Property Wire report that Marc Pritchard, Sales and Marketing Director of Spanish home builder, Taylor Wimpey Espana expects strong demand from domestic and foreign buyers. He predicts that popular locations such as Mallorca, Ibiza, the Costa Blanca and the Costa del Sol will continue to attract buyers, particularly from Germany and France. He says:
‘These two groups are likely to be buying in big numbers, along with keen interest from buyers in Scandinavia. It will be interesting to see what impact Brexit has on British buyers next year too. At present they remain the leading nationality in terms of foreigners buying homes in Spain, though whether that will remain the case is something that nobody can predict with any certainty,’
Tinsa, a leading property valuation company in Spain, is predicting that there will be a rise of between 5-7% in 2019 as Spain sees a recovery in the economy with falling unemployment leading to growing demand for property. They point to the increase in the number of building licences and refer to the mortgage and sales figures. Prices increased 5.6% year on year in November and point to the fact that prices are still 36% lower than the level reached before the financial crisis in 2007.

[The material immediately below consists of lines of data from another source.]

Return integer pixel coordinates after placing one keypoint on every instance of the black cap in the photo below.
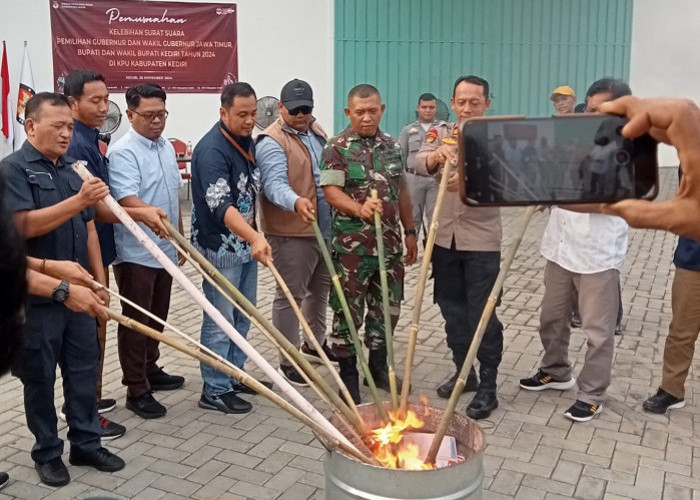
(297, 93)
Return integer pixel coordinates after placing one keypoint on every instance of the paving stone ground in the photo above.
(533, 452)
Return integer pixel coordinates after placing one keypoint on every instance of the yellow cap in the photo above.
(563, 90)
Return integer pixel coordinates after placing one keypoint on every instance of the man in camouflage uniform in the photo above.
(360, 159)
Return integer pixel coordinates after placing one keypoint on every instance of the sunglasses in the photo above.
(304, 110)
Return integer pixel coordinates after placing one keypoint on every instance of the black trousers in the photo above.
(58, 336)
(149, 288)
(463, 282)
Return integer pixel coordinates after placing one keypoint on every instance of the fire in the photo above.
(387, 443)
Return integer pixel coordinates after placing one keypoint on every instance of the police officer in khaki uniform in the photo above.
(422, 186)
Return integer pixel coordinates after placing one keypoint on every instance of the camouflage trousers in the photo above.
(359, 276)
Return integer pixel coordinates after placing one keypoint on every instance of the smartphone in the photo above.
(577, 158)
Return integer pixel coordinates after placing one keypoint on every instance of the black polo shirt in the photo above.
(85, 146)
(34, 182)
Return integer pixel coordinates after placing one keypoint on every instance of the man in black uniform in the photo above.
(53, 210)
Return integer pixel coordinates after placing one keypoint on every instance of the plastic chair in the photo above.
(181, 151)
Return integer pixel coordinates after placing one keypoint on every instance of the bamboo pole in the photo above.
(420, 288)
(253, 321)
(388, 334)
(202, 346)
(212, 311)
(238, 374)
(383, 415)
(312, 338)
(282, 343)
(478, 335)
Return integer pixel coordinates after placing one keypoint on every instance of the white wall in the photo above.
(278, 40)
(665, 54)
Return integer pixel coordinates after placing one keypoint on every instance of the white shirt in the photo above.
(585, 243)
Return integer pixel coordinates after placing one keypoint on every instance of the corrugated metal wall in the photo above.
(524, 48)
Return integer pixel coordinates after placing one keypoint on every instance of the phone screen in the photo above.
(581, 158)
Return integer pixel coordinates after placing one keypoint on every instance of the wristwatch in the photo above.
(61, 292)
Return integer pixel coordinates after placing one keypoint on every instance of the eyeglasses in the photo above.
(149, 117)
(304, 110)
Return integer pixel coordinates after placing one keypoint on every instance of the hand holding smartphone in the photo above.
(581, 158)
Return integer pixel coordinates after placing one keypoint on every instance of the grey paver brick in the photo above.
(567, 472)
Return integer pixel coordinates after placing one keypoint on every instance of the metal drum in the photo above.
(348, 479)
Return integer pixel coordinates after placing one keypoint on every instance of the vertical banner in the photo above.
(183, 47)
(26, 91)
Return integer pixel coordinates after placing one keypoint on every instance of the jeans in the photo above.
(245, 278)
(150, 288)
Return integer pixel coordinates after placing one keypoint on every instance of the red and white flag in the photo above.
(26, 90)
(7, 134)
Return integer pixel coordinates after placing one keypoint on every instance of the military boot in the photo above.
(445, 389)
(350, 377)
(485, 400)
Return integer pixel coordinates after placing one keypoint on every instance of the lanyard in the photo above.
(246, 154)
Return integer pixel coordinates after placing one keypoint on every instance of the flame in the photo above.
(387, 446)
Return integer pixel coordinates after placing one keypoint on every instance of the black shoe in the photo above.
(483, 403)
(445, 389)
(103, 406)
(161, 381)
(101, 459)
(244, 389)
(292, 375)
(541, 381)
(581, 411)
(53, 472)
(350, 377)
(106, 405)
(146, 406)
(312, 356)
(110, 430)
(662, 401)
(226, 403)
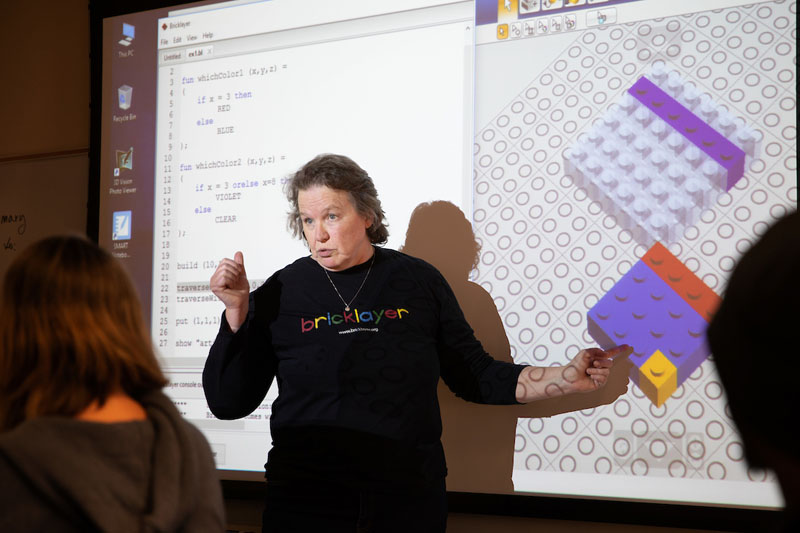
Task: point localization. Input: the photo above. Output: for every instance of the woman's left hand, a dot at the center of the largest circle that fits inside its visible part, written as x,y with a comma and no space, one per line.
589,370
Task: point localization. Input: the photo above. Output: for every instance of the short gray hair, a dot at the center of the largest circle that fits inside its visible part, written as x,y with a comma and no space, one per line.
340,173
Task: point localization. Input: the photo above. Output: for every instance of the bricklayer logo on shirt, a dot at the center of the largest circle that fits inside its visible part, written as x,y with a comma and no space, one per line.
351,318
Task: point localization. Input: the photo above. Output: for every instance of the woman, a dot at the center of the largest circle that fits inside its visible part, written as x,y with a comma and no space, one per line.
88,442
357,337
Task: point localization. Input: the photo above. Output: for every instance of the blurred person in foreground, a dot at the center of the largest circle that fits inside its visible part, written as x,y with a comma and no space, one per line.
357,337
88,440
753,339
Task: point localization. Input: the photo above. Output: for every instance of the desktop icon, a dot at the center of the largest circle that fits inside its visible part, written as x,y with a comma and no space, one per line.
128,31
125,96
121,226
124,160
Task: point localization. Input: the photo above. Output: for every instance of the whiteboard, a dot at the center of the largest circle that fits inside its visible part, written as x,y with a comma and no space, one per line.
40,197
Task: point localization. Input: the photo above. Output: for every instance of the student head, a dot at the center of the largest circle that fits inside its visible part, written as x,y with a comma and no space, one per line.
71,332
753,339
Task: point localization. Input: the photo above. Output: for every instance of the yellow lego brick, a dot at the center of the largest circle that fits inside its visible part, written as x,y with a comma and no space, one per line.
658,378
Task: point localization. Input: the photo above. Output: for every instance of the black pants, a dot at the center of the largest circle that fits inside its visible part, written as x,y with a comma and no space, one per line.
309,508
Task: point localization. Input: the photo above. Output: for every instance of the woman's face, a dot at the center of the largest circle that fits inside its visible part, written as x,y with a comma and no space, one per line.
335,231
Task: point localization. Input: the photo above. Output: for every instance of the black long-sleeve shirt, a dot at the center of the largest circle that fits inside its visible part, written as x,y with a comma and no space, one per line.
357,390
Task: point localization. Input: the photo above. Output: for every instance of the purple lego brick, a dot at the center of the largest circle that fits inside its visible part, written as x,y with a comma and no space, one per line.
642,310
692,127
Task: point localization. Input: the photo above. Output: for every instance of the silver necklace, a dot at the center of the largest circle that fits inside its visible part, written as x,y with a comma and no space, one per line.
346,304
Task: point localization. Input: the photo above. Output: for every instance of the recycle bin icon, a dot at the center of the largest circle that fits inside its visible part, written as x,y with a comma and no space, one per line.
125,95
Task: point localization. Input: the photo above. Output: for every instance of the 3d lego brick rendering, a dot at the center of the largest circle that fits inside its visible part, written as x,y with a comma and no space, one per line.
661,309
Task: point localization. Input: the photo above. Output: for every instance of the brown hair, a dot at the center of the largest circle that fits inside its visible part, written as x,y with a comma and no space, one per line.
71,332
340,173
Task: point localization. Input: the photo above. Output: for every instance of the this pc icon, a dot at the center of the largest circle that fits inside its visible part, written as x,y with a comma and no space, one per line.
125,95
121,226
128,31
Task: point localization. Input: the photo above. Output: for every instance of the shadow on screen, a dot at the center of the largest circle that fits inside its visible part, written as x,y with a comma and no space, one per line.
479,439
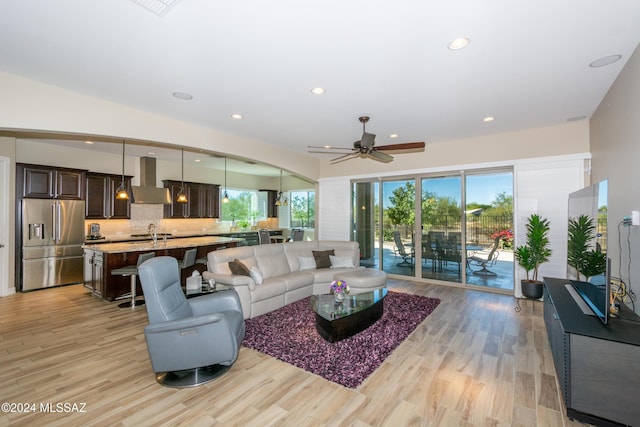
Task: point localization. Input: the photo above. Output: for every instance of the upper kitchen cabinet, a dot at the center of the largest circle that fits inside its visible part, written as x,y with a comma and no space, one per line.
101,202
272,209
47,182
202,200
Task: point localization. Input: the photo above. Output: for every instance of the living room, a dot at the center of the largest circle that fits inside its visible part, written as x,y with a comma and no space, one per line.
109,367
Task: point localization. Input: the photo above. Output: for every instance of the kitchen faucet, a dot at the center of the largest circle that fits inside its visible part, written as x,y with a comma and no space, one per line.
153,230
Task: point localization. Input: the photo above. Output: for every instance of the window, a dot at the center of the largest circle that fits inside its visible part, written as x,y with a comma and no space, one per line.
303,210
243,205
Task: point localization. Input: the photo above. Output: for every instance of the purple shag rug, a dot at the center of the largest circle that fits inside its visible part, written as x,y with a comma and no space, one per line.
289,334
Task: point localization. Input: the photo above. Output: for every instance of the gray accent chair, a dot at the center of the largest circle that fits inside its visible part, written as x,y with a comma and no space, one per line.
190,341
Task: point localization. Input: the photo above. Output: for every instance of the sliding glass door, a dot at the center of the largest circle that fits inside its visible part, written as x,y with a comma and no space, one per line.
452,228
365,210
442,231
398,223
489,224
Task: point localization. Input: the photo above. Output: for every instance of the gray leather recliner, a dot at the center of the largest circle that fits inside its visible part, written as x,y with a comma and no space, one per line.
190,341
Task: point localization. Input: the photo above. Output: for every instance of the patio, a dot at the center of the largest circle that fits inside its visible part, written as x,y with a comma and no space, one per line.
503,268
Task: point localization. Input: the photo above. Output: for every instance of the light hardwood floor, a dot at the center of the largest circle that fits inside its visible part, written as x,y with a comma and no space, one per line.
473,362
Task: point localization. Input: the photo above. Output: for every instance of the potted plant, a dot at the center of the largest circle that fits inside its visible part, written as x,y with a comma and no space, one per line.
536,251
585,261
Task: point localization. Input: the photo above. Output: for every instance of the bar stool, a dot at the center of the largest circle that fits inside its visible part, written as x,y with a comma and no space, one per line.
132,271
189,258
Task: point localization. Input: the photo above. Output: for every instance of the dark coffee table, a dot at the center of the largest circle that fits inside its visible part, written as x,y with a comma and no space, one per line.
337,321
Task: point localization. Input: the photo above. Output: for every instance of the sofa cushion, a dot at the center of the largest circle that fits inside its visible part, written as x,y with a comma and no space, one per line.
270,288
217,261
342,248
237,267
306,263
341,261
322,258
296,250
256,275
297,279
271,260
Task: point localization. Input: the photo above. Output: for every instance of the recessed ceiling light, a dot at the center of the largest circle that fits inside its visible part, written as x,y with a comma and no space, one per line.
601,62
158,7
183,95
459,43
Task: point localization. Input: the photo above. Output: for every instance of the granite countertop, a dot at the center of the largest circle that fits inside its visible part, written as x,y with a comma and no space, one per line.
147,244
170,236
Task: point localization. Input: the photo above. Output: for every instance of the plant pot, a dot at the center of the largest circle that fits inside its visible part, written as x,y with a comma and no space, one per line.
531,289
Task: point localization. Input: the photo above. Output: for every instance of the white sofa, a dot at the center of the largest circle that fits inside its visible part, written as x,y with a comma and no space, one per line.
279,264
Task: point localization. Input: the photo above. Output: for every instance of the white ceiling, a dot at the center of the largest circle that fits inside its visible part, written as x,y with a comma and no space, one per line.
527,63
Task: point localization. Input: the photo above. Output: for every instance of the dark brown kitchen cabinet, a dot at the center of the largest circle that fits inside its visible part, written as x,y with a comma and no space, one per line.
211,201
272,209
47,182
101,202
202,200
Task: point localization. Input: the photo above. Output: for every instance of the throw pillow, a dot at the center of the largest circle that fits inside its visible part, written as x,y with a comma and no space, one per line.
256,275
340,261
237,267
306,263
322,258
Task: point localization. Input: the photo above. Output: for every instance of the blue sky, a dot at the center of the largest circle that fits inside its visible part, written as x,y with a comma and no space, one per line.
481,189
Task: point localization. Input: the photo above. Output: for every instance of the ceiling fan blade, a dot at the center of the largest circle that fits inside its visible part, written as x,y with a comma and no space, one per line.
379,156
404,147
368,140
327,147
344,158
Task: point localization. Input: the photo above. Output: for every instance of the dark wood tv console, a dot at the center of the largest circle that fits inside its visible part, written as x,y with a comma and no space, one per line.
596,364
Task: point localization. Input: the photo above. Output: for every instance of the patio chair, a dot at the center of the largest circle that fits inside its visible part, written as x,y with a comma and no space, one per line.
265,236
483,259
407,257
428,253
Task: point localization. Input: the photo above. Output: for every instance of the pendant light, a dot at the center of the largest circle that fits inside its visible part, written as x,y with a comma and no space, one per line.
225,198
281,200
182,197
121,192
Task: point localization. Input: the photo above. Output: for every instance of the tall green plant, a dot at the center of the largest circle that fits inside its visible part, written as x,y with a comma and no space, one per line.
581,232
537,249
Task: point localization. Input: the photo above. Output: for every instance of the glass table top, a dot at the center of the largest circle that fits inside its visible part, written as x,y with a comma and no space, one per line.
325,306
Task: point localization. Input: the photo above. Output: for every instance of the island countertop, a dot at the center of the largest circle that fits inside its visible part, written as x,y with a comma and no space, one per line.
147,245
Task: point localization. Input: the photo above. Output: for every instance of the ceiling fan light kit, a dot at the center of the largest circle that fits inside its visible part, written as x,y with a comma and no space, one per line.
366,148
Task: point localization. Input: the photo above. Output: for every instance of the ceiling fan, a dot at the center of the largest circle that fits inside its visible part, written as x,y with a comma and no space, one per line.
366,148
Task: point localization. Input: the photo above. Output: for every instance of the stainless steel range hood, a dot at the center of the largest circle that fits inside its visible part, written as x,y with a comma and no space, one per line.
147,192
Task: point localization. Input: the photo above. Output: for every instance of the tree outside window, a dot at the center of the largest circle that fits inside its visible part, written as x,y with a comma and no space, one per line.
303,214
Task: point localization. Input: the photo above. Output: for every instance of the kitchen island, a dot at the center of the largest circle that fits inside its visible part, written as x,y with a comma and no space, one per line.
101,259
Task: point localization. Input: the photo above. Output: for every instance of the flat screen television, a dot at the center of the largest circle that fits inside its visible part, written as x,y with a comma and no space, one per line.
594,289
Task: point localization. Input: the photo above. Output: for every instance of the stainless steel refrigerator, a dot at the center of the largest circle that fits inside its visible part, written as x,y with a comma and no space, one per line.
52,238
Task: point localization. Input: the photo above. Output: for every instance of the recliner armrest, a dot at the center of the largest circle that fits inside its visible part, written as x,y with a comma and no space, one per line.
190,322
231,279
215,302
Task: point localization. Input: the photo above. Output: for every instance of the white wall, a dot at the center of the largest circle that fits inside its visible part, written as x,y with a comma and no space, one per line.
542,186
562,139
615,146
7,220
39,107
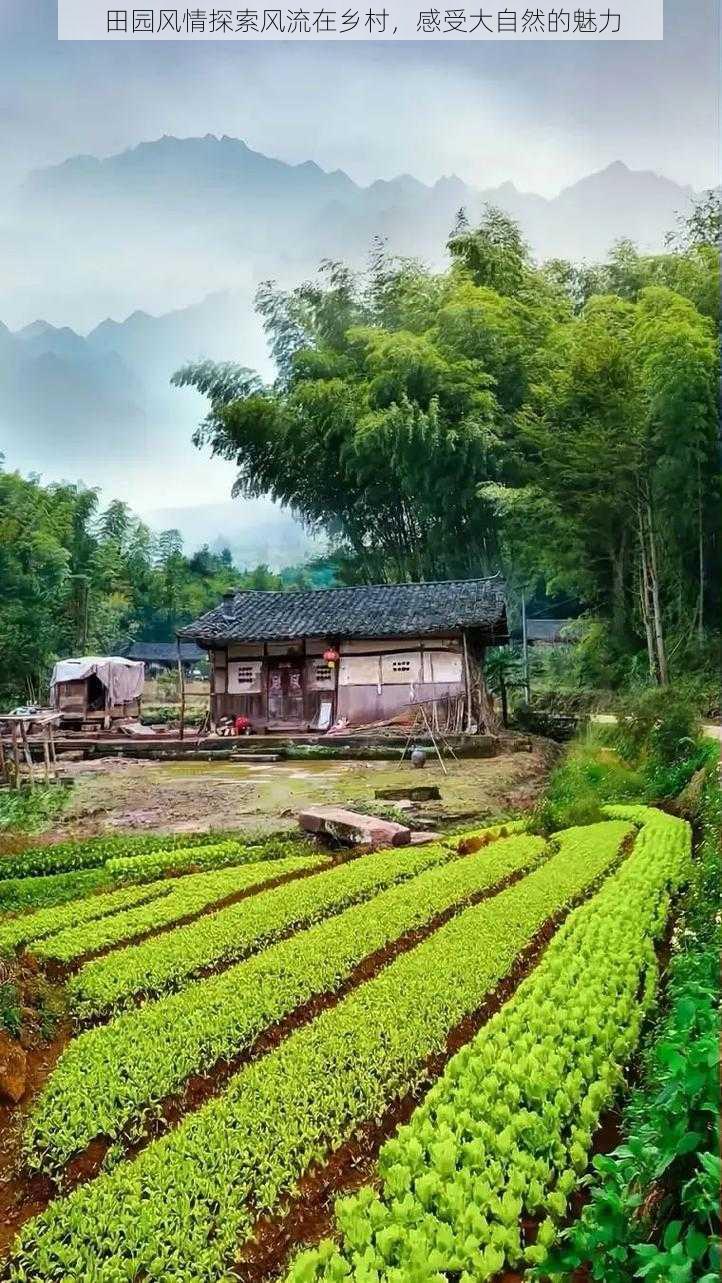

They predict an increase in the volume of sales from 500,000 to between 625,000 and 650,000 and an increase in the number of building licences awarded to 100,000 to 125,000 in 2019.
Although Tinsa point to this growth in prices overall in Spain, like Bloomberg it sees regional differences with the larger cities seeing significant rises but says that coastal and less populated areas may not see such rises.
The Property Finders in their report on the 2019 Spanish Property Market point to the concerns expressed by the IMF in December warning about early signs of a ‘slight overvaluation’ in property prices and pointing out that Spanish banks remain highly exposed to real estate sector developments. They have been urging the Spanish authorities to set up a monitoring agency and are critical of its failure to do so.
They point to the fact that with most banks currently offering maximum loans of 80% LTV and pressing for conservative valuations those unable to pay a large deposit are excluded from the market. However, they point out that record numbers of overseas buyers were attracted to Spain in 2018 and the potential for capital growth in the medium term remains provided you can buy at the right price for the current market. The report makes it clear that they see the recovery restricted to the prime locations, which for the overseas market means the Mediterranean coats, the Balearics and the Canaries.
The new-build against resale market is also interesting with the demand for new-build continuing strongly and supply of new apartments lagging behind. With the new-build market prices increasing ahead of resales it can be more difficult to sell if the need arises and there is an enormous premium per square metre for new-builds. The only way for the price pressures to ease, says The Property Finders, is for a sustained increase in the supply of new-build properties. This seems highly unlikely and it is more likely that there will be a fall in demand for ‘over-priced new-builds’ they say. This points to the advantages of looking at the resale market.
Spain remains a popular destination with its climate, beaches and relaxed lifestyle. It is a safe and stable country with a rich cultural tradition. The market is generally moving in a positive direction and, if Brexit can finally be settled without a major disaster, pent up demand is likely to be released from British buyers adding to the increased domestic and overseas demand.